Yesterday at the European Space Agency’s Center for Space Research and Technology (ESA-ESTEC), Polish engineers from the company Astronika presented the completed mechanism of the lunar jumper’s leg. Commissioned by the ESA, the Polish team is working on an alternative to rovers, as these are not always able to cope with difficult terrain and unpredictable conditions. The jumper, by its nature, will have no problems in mountainous regions, which hide a wealth of interesting information for scientists about other celestial bodies.
In the recently concluded and successful first phase of the project, the jumper’s legs were designed, made and tested. As can be easily guessed, their mechanism is key to the operation of the entire robot. After a successful presentation, the engineers from Astronika are counting on the continuation of the project and the commissioning by ESA of the construction of a full model, ultimately intended for lunar and planetary missions. Even at this stage, it can be said that this is very likely, especially since there are many missions to the Moon and asteroids planned for this decade.
Polish Specialization?
The technology developed by the Polish team is now highly sought after, as it solves many problems encountered by previous missions landing on celestial bodies (eg toppled landers, landings in more difficult than expected terrain). Notably, the jumping robots tested so far by other manufacturers, due to the low energy of the jump, could only effectively move in microgravity and the same technology could not be applied on the Moon or Mars. Others are based on multi-link walking structures, but this requires the use of a lot of energy in a short time, which shortens the operational time and limits the exploration of larger areas. Astronika’s Jumper is very light (less than 10kg) and energy efficient and is to achieve jumps on the moon up to a height of over 3 meters.
“Our solution uses the concept of pushing off the surface using light legs like a grasshopper. Once designed for lunar gravity, it is easily scalable to smaller gravities. Our design is based on simplicity and resilience, with very low power consumption,” says Łukasz Wiśniewski, project manager.
Our engineers are therefore pioneers in the development of this innovative technology – they may make a breakthrough in the way celestial bodies are explored. This is good news for the entire Polish space sector, as designing and building from scratch jumping robots dedicated to various missions will require the cooperation of many entities, and hence, we will have the opportunity to build unique know-how and our national specialization.
The work on the jumper technology was financed by the European Space Agency as part of the PLIIS (Polish Industry Incentive Scheme) program in cooperation with the Space Research Center of the Polish Academy of Sciences and was made possible thanks to good coordination between the Polish space sector and the Ministry of Development and Technology and the Polish Space Agency.

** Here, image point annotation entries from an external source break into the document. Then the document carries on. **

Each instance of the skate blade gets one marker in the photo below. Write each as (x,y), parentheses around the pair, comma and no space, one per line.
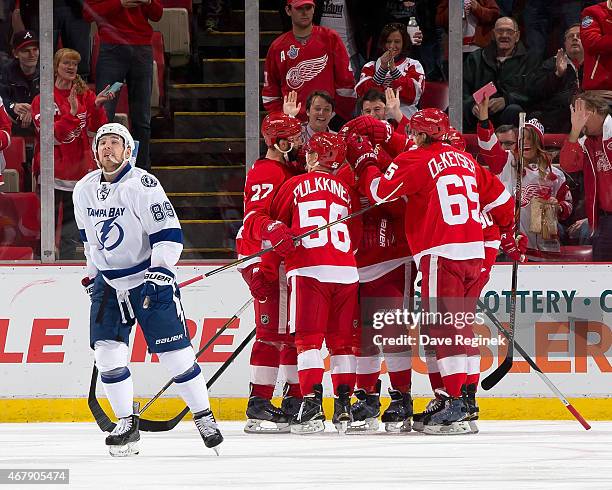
(398,427)
(367,426)
(254,426)
(310,427)
(129,449)
(453,429)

What will such a robot be capable of?
During a lunar mission, the jumper will perform tasks such as: characterization of lunar dust, spectrometric measurements, testing of hydrazine concentrations, photographing the mother lander from different perspectives, and surface bearing analysis. With the use of its unique ability to jump and a set of cameras, the robot will also investigate the mechanical properties and morphology of the regolith. All these activities will increase our knowledge about the impact of regolith on planetary mobility, and as a result, with the help of a small resource like the Jumper, will improve the safety, planning, and reduce the cost of future space missions.
What will it look like?
The final configuration will be confirmed in the next stage of the platform’s development, but one of the assumptions is to combine the function of wheels with the function of jumping legs: the wheel will be placed on the leg, which, if necessary, will enable high jump using an already developed actuator.
To find out how a jumping robot will change the way planets are explored, we ask the project manager Łukasz Wiśniewski:
“Until now, most exploratory missions have been planned very conservatively. Rovers and landers were sent only to relatively flat, safe terrain, which unfortunately provides scientific information only about the freshest history of the celestial body (and yet often these machines landed in unexpectedly difficult conditions or tipped over and slowly became useless!). Much more interesting is to deliver scientific instruments to hard-to-reach areas, such as cliffs, rocks and canyons, where you can see a cross-section of the history of the celestial body. However, no one would dare send a rover worth several hundred million euros on a potentially suicidal mission. A small jumping robot is relatively inexpensive for a mission and easy to bring aboard. It’s like a clever and helpful scout who can do a reconnaissance in risky terrain before a rover enters. Not only does it increase the safety of the entire mission, but it also maximizes its scientific return. Additionally, it provides valuable information about the mechanical properties of the surface, which helps increase the accuracy of motion planning. If the Jumper gets stuck somewhere, it doesn’t matter! That’s exactly its task, to get where no one has tried before and perform pioneering measurements. At the same time, the mission does not lose the ability to perform its main objectives through the mother lander or mother rover he explains.